Although opponents to affirming theology would likely point to verse 6 as justification for their treatment of GLBTI people, we stress that love necessarily requires hesitancy before accusing someone based upon face value readings of texts that were never meant to be interpreted in such a haphazard way. 2Timothy 2:15 commands us to diligently approach Scripture in order to “rightly divide the word of truth”. Face value and diligence are not faithful friends; and we rejoice in this fact, lest we be contented to force women to adhere to a strict dress code (1Timothy 2:9-10) and keep their mouths shut in church (1Corinthians 14:34-35; 1Timothy 2:11-12), or men to keep their hair a certain length (1Corinthians 11:14).
Times change, and with them biblical pronouncements about acts that were, themselves, perceived through a culturally subjective lens. This fact does not make Scripture wrong; but it does make certain passages obsolete, and their application to modern Christians inappropriate and unfaithful to the intent of the text. It is time for the Church to stop acknowledging this only when it suits a given purpose (as in the case with women’s rights or what makes for a “manly” appearance). Love requires an honest examination of this principle’s application to the issue of homosexuality. Such an examination has led many people, both gay and straight, to affirm the GLBTI community.
Finally, we assert that no godly end is served by the cruel treatment of GLBTI people. While we are certain that some among our opponents are bigots and cannot be changed or reasoned with, we humbly challenge those who sincerely disagree with homosexuality for theological reasons to reexamine this most serious issue. For the love of Christ, and the GLBTI population that He so dearly loves, give this issue the due diligence that it is deserving of. Expose yourselves to the other point of view and see, if perchance, Scripture actually does not say what you always believed it to say. If you engage in such an effort sincerely, and emerge with your existing beliefs affirmed, we will bid you Godspeed and pray that Christian fellowship can be maintained while we agree to disagree.

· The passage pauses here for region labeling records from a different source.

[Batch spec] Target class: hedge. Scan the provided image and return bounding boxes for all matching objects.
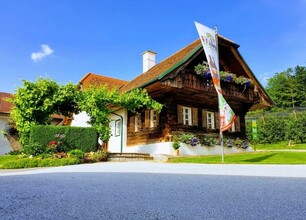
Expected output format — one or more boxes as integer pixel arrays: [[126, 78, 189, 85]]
[[29, 125, 98, 152], [246, 112, 306, 144], [1, 158, 80, 169]]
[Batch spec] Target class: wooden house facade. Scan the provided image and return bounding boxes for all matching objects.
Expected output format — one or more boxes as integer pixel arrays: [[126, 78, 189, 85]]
[[76, 36, 273, 153], [122, 37, 272, 151]]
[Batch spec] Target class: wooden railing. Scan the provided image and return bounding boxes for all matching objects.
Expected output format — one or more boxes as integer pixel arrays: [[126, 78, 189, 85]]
[[162, 73, 254, 101]]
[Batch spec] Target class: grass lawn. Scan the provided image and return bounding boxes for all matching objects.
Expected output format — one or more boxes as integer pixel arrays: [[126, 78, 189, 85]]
[[0, 155, 80, 169], [252, 141, 306, 150], [168, 151, 306, 164], [0, 155, 18, 165]]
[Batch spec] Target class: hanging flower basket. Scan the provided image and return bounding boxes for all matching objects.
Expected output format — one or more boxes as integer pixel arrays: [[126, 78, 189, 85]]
[[194, 63, 253, 88]]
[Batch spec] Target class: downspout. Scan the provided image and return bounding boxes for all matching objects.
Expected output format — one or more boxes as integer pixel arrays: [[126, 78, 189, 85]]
[[111, 112, 123, 153]]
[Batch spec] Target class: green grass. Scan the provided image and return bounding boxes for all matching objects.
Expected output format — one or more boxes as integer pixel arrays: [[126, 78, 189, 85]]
[[168, 151, 306, 164], [0, 155, 80, 169], [253, 141, 306, 150]]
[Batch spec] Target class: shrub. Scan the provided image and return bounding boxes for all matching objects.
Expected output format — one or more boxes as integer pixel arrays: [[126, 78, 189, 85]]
[[22, 142, 47, 156], [286, 113, 306, 143], [68, 149, 85, 160], [246, 112, 306, 144], [2, 157, 80, 169], [30, 125, 98, 152], [84, 150, 108, 163]]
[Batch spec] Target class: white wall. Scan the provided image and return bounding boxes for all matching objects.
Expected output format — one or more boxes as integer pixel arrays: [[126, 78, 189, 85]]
[[108, 109, 127, 153], [123, 142, 252, 156], [0, 116, 12, 155]]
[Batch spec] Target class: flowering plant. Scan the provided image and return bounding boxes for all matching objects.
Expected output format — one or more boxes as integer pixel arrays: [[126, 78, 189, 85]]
[[194, 62, 253, 87]]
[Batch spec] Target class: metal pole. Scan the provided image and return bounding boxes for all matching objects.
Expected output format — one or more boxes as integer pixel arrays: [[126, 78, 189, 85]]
[[215, 25, 224, 163], [111, 112, 123, 153]]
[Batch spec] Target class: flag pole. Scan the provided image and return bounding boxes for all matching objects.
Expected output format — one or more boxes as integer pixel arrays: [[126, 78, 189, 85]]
[[215, 25, 224, 163]]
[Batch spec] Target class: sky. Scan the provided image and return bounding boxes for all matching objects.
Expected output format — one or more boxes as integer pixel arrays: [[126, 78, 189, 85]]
[[0, 0, 306, 93]]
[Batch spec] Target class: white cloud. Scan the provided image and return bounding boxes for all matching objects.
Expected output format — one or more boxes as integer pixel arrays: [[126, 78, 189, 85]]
[[31, 44, 54, 62]]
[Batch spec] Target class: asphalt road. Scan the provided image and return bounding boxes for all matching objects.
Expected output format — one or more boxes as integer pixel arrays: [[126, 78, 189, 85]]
[[0, 166, 306, 220]]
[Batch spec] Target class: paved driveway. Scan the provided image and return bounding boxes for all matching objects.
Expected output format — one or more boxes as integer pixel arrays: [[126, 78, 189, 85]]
[[0, 162, 306, 220], [0, 162, 306, 178]]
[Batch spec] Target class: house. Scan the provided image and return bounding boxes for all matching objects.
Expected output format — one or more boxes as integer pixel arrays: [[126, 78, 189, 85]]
[[0, 92, 67, 155], [0, 92, 13, 155], [74, 35, 273, 154]]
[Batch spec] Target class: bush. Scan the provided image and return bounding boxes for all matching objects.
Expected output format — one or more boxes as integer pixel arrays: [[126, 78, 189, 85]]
[[22, 143, 47, 156], [84, 150, 108, 163], [30, 125, 98, 152], [68, 149, 85, 160], [246, 112, 306, 144], [286, 113, 306, 143], [1, 158, 80, 169]]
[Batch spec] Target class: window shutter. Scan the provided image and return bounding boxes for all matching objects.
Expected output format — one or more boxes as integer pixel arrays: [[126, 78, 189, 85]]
[[202, 109, 207, 128], [215, 112, 220, 129], [177, 105, 183, 124], [130, 116, 135, 132], [145, 110, 150, 128], [235, 115, 240, 132], [192, 108, 199, 126]]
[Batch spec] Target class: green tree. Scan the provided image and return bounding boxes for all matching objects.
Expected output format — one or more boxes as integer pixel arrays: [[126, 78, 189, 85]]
[[11, 78, 162, 145], [79, 86, 162, 142], [11, 78, 79, 145], [295, 66, 306, 106], [266, 68, 298, 108], [266, 66, 306, 108]]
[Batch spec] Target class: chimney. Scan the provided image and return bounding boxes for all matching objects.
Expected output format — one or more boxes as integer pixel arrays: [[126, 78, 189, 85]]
[[142, 50, 156, 73]]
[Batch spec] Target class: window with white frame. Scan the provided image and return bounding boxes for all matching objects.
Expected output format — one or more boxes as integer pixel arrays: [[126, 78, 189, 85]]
[[207, 111, 215, 129], [150, 110, 157, 128], [135, 114, 141, 132], [183, 107, 192, 125]]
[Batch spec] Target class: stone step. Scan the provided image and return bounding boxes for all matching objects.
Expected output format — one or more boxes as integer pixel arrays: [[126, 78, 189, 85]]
[[108, 153, 154, 161]]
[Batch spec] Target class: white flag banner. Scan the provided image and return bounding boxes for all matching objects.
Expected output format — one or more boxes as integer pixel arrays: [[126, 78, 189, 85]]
[[195, 22, 236, 131]]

In closing, we humbly beseech God for strength to stand against the theological oppression of those who wish to keep His Church in the past, as they, aforetime, did to women, to Blacks, and—looking back to the early history of the Church—even to Gentiles. It took the experience of Spirit-baptism to convince many Jewish Christians that the way of salvation was, indeed, open to the Gentiles. That God has granted our generation so great a cloud of witnesses of GLBTI people who love God with all their heart, soul, mind, and strength, it stands as a strong rebuke that we find ourselves still doubting the place of redeemed people in the body of Christ some 1900+ years after this lesson should have been learned.
As Christians stood against other Christians in appealing to the conscience of people in the liberation of slaves, of women, and of other groups throughout the history of the Church, we who now affix our signatures to this emphatic declaration of affirmation stand against those Christians who refuse to love without precondition. We oppose not with hearts of hatred or ill will, but with the very love that we demand of those who continue to sin against us. We commit ourselves to the virtues of humility and forgiveness, and anxiously await the time when one of the last prayers of our Lord and Christ may be fulfilled at last.
“Neither pray I for these alone, but for them also which shall believe on me through their word;  That they all may be one; as thou, Father, art in me, and I in thee, that they also may be one in us: that the world may believe that thou hast sent me…  And I have declared unto them thy name, and will declare it: that the love wherewith thou hast loved me may be in them, and I in them.”